Be patient, it takes a little time for the Wii remote to make the connection to the computer. If you are having difficulty, make sure your computer's bluetooth is enabled, the Wiimote software is open, and try pressing the red reset button located under the Wii remote's battery cover.

Tips:
  • Press and hold the button on your infra-red pen to "right click".
  • Stand to one side of your board so that the Wii remote can see your pen's movements without obstructions.
  • You can connect another Wii remote to your setup to improve tracking resolution.
  • You can install and use Smart Notebook with your setup. (Highly recommended).
  • Practice using the system as much as possible before introducing it to the class. With practice, it's a fantastic interactive tool but it has a steep learning curve.
  • An internet connection and speakers will bring a whole new level of appeal to your system.
  • To write something, I usually load Notebook then write large, right click, select "recognize as text", then resize the text and place into position. I also have a wireless keyboard (thank you K.M.) that I pass around the room so students can input text.
Limitations:
  • The Wii remote camera must be able to see the end of your infra-red pen or it will not work. This makes interacting with the board awkward at times.
  • The tracking resolution is low, making it difficult to write clearly and small using the pen.
Advantages:
  • Thousands cheaper than purchasing a commercial interactive whiteboard.
  • Allows you to use any sort of website or application on your computer in an interactive way with your entire class.
  • Using the Smart Notebook software, you can create really engaging lessons with interactive components especially in math.
  • Create a technologically savvy and friendly atmosphere for your 21st century learners.
June 20, 2012 Update:
I have been using the wii board mostly for math because I have a recess break just before that period to get the board setup. I haven't figured out how to setup the board and just leave it on for the day easily without my computer going to sleep and messing it up. 
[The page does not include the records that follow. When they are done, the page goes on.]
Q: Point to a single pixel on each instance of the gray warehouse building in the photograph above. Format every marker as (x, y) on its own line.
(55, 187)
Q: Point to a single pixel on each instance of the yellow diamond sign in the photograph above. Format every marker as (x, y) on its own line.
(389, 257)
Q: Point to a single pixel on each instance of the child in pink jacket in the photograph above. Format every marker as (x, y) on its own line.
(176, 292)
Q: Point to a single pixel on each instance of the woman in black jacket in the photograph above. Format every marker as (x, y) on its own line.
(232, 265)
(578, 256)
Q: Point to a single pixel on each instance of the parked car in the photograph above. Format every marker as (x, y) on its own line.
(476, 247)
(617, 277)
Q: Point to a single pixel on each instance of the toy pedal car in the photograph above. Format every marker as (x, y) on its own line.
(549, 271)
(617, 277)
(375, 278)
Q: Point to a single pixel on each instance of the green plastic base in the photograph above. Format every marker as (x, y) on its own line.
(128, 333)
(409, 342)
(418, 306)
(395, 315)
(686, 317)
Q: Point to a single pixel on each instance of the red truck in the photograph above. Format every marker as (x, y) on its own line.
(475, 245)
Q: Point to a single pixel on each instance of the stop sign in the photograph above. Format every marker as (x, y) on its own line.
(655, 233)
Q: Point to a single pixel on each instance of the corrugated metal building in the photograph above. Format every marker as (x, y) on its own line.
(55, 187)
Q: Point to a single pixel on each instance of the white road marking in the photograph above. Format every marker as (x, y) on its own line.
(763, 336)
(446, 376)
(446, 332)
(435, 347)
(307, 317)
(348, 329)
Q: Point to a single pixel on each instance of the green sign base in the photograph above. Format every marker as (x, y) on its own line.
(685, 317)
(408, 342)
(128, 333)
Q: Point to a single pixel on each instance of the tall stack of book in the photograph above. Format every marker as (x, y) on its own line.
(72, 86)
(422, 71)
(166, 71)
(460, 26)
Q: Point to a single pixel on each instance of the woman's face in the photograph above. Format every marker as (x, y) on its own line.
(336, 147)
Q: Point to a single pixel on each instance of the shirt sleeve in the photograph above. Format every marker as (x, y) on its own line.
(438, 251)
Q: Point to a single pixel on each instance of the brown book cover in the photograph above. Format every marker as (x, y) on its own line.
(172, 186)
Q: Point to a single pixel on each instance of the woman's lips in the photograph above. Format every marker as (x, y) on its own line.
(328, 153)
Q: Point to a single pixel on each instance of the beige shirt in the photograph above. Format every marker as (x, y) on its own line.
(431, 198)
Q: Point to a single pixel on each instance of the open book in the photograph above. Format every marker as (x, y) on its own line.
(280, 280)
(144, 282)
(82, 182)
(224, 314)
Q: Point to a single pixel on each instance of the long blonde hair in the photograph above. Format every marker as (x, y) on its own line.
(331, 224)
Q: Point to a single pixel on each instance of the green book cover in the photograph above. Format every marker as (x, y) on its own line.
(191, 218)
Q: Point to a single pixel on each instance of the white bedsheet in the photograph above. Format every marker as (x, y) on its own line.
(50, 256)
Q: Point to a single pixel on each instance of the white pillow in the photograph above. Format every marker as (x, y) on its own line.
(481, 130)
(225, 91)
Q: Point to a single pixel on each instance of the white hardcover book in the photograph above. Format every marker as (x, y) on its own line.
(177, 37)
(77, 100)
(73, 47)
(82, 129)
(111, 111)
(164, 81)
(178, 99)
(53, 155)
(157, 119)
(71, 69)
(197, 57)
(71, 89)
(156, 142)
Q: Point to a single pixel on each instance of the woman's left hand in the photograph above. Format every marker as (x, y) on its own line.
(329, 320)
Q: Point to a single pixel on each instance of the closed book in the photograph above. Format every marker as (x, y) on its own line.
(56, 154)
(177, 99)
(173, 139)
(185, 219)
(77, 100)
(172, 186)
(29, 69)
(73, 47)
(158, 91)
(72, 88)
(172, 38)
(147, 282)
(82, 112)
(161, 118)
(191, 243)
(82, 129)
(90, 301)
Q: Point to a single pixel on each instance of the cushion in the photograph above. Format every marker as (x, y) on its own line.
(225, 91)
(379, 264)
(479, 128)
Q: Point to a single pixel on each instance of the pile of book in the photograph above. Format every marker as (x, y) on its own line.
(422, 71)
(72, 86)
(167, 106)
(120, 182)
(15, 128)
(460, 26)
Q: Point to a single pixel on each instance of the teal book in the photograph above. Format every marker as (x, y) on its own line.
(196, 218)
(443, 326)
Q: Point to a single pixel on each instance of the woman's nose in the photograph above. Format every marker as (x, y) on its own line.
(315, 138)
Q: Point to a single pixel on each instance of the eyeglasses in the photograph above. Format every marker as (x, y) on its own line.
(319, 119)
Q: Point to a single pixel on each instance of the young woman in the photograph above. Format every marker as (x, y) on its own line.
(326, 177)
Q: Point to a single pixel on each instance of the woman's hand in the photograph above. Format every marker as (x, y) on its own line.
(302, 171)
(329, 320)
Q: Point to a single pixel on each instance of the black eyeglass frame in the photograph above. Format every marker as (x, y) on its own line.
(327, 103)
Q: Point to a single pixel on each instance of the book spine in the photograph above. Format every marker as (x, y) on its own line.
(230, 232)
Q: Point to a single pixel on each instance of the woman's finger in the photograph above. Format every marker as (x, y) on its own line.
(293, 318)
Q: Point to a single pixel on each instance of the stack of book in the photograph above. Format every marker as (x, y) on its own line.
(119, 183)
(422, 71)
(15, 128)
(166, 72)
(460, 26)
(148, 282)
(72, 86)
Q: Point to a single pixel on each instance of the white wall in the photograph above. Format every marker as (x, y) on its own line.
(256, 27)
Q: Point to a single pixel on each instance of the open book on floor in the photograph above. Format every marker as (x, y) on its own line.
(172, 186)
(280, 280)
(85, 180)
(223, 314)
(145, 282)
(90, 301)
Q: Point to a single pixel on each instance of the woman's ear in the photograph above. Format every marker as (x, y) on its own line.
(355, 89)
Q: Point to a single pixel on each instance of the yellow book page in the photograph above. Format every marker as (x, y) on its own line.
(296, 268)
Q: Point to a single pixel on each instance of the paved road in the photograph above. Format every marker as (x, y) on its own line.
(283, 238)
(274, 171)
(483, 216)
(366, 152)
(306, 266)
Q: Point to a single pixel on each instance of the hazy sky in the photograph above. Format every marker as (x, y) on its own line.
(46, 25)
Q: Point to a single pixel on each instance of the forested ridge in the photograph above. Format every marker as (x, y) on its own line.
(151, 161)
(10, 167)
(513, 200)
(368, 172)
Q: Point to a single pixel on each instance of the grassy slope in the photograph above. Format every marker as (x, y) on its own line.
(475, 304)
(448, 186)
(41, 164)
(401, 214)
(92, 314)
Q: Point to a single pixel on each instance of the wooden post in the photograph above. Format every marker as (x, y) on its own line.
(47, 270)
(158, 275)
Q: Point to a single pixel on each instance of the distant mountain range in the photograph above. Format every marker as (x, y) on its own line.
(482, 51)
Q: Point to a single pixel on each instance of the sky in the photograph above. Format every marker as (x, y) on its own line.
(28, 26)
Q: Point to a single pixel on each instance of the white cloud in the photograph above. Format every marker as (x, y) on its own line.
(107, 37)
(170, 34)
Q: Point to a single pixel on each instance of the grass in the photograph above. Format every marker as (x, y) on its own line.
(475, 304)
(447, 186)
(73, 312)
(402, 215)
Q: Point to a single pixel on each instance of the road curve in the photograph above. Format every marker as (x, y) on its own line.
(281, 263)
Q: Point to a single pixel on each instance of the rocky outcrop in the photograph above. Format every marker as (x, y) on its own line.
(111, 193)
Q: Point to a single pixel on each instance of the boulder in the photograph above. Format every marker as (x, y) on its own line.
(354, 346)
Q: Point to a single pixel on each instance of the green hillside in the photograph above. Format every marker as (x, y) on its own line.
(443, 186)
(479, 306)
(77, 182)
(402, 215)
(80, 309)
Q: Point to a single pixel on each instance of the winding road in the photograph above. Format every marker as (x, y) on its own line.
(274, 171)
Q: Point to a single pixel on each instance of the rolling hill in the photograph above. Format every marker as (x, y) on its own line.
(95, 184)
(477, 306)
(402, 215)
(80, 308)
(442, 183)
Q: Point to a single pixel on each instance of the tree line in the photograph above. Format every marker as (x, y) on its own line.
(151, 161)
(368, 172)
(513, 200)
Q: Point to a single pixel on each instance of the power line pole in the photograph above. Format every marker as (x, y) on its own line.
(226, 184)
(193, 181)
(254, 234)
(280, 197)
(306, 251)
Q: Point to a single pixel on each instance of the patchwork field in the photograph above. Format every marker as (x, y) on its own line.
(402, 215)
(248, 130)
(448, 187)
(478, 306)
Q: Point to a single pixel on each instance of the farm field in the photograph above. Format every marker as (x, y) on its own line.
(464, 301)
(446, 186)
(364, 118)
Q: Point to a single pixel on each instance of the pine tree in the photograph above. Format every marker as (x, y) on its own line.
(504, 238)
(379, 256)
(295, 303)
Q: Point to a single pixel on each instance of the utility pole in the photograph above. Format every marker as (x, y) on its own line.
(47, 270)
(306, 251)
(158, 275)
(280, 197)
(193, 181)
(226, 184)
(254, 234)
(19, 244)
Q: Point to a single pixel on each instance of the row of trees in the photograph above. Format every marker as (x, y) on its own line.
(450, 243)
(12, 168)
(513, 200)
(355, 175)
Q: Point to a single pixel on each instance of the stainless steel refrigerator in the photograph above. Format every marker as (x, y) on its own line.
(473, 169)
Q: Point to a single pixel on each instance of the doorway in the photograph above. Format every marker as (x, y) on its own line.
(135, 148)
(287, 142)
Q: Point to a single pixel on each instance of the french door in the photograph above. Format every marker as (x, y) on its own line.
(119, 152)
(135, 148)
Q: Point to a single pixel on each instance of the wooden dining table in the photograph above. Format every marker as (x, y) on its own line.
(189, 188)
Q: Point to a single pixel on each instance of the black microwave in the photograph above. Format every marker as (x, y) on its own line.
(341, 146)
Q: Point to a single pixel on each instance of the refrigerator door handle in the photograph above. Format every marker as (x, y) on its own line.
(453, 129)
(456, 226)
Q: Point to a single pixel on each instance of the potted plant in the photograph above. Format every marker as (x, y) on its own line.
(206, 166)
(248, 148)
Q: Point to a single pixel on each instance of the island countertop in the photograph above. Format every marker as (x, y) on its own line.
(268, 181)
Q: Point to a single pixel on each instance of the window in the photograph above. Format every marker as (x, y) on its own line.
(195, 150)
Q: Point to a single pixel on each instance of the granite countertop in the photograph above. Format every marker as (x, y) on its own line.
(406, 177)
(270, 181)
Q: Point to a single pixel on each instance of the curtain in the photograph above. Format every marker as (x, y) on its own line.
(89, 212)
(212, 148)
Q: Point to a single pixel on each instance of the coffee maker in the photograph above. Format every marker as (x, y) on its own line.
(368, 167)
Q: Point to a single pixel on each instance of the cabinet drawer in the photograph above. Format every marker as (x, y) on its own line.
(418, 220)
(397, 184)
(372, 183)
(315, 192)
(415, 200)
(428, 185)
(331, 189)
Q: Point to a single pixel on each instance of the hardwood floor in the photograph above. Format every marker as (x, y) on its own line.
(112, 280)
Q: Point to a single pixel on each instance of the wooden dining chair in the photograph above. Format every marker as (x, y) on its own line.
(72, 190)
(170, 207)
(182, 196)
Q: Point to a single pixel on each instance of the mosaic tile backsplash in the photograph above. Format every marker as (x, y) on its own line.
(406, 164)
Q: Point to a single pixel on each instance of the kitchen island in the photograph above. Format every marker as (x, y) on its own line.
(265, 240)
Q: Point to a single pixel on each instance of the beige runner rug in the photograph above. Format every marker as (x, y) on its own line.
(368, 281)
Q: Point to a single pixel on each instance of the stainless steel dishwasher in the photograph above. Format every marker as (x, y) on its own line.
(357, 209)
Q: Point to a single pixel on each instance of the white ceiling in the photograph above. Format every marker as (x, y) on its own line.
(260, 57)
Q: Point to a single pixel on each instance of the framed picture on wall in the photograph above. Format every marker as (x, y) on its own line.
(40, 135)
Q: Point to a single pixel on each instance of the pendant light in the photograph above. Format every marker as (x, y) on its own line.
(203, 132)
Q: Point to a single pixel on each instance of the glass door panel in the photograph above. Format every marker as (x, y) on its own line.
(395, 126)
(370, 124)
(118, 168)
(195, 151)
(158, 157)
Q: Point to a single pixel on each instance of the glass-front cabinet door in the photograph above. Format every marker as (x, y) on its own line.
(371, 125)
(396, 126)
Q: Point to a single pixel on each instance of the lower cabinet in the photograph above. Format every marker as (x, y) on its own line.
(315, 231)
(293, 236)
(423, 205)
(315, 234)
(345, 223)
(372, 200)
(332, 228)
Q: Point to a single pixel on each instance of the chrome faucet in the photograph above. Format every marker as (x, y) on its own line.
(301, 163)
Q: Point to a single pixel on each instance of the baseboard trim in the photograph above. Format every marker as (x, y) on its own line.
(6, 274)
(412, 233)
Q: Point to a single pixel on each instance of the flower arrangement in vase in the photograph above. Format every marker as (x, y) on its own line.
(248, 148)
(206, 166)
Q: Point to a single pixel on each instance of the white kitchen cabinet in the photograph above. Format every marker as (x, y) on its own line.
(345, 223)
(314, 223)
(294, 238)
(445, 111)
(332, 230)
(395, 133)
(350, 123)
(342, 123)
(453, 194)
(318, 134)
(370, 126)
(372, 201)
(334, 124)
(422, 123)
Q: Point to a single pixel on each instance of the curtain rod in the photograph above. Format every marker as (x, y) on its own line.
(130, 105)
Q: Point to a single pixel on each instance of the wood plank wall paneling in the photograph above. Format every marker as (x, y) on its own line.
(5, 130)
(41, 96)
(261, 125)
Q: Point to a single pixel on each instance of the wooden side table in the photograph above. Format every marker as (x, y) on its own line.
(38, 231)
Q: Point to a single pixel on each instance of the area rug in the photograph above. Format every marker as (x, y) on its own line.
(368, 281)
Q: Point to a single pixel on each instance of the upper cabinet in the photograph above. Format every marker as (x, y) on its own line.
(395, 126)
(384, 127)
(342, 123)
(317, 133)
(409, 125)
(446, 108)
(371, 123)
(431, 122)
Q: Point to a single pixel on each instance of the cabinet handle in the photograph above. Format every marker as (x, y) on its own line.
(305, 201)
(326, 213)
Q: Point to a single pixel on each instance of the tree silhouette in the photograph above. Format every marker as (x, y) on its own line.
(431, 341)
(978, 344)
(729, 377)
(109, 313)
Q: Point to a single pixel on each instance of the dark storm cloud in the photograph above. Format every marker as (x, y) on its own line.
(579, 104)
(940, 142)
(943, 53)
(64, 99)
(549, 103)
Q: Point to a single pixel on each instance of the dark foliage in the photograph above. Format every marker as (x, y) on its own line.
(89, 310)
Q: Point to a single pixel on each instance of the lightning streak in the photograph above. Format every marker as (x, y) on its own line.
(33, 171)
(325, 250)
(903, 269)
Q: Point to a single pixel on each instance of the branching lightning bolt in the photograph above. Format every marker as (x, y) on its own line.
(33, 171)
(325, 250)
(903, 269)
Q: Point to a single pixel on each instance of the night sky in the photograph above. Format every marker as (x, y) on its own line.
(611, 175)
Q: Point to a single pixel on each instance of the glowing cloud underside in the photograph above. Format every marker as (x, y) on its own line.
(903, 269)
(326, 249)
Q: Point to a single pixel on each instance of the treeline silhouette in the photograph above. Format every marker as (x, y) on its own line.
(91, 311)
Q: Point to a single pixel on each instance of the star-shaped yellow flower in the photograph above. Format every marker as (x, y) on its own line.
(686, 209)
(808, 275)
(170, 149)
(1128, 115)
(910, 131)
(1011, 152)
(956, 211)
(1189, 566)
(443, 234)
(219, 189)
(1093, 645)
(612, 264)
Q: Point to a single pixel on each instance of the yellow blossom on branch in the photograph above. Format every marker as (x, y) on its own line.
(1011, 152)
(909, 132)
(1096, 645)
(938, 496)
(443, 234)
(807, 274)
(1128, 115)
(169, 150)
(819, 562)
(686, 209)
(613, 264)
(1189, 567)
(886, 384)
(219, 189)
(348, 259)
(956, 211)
I have experienced many connection issues between the wii remote and the computer during initial setup over bluetooth using the Wiimote Whiteboard software. The issue can be fixed usually be removing the batteries from the remote and then restarting the software. 

My class loves the interactive board; it took them a while to get used to how it works and its quirks but I really think that its visual and interactive features make learning much more engaging. If your school has the money for "the real thing" I say go for it, but if you can't afford the many thousands of dollars to install a real interactive board then the Wii remote option is viable if you are comfortable with computers.